Pela Defensoria Pública, do Núcleo de Defesa dos Direitos Humanos, o defensor Mário Silveira Rosa Rheingantz ressaltou a importância de o tema estar em discussão “e repercutir em política públicas ampliadas e humanizadas”. Mais de um milhão de pessoas, em 2018, passaram pelo atendimento da Defensoria, e para atender esse público é preciso ampliar o acolhimento, o que deve ser feito mediante qualificação. A atuação da instituição é interdisciplinar, como a violência contra a mulher e pessoas com deficiência, e também em relação à diversidade, mas o luto parental impõe-se como temática a ser tratada pela instituição.

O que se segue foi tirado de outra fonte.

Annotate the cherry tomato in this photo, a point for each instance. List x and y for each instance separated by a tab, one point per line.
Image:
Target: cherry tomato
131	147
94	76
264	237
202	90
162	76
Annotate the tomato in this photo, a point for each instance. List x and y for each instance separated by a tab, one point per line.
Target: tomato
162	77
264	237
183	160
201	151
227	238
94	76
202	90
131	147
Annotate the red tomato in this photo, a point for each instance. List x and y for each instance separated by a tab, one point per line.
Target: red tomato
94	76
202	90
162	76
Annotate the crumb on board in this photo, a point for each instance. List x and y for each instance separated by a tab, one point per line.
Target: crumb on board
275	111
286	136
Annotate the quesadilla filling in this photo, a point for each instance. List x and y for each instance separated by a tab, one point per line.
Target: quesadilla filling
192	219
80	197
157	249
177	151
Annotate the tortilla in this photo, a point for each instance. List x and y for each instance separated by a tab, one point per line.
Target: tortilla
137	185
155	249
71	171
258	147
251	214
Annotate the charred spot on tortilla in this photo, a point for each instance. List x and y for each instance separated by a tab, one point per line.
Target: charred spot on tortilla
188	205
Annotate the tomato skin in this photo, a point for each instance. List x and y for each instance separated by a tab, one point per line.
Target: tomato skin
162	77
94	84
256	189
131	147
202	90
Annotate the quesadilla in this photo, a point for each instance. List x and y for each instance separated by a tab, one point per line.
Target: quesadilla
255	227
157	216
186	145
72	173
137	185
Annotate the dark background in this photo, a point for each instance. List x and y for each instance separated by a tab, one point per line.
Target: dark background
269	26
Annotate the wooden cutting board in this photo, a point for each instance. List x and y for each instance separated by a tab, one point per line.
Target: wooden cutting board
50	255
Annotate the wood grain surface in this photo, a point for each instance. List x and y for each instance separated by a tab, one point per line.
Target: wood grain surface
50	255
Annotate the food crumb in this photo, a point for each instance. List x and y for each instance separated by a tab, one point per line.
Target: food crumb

Rodrigo Castilhos, da Academia Nacional de Cuidados Paliativos, explicou que o luto parental pertence à área de cuidados paliativos, especialidade médica existente em muitos países e que objetiva promover qualidade de vida para o paciente e seu familiar através de abordagem multidisciplinar. Informou que a Assembleia aprovou, em 2018, o PL 222/2017, de autoria da deputada Stela Farias, instituindo a política Estadual de Cuidados Paliativos no RS. Seguiram-se intervenções da Diretora de Normas da AMRIGS, a psiquiatra Sonia Elisabete Kunzler; a psicóloga Regina Parmeggiani, do Grupo de Apoio Vida Urgente da Fundação Thiago Gonzaga; Marilise Fraga Souza, da Secretaria da Saúde; a vice-presidente do Instituto do Câncer Infantil, Silvia Forster; e Cristiane Martins, da secretaria municipal de Saúde de Esteio, especializada em luto.

Feminicídio em debate 

Sem quórum para votação dos dois requerimentos na Ordem do Dia, durante o espaço de Assuntos Gerais o deputado Airton Lima (PL) comunicou o calendário de audiências públicas no interior que tratarão, no segundo semestre, do feminicídio e violência doméstica. Os seis encontros serão realizados a partir de agosto em Pelotas (dia 9); Canoas (dia 19); Uruguaiana (dia 23/8); Veranópolis (dia 9/9); Bagé (dia 27/9); e Rio Grande (dia 4/10).

Presenças 

Participaram da reunião os deputados Sergio Peres (PRB); Airton Lima (PL); Dirceu Franciscon (PTB); e a deputada Luciana Genro (PSOL).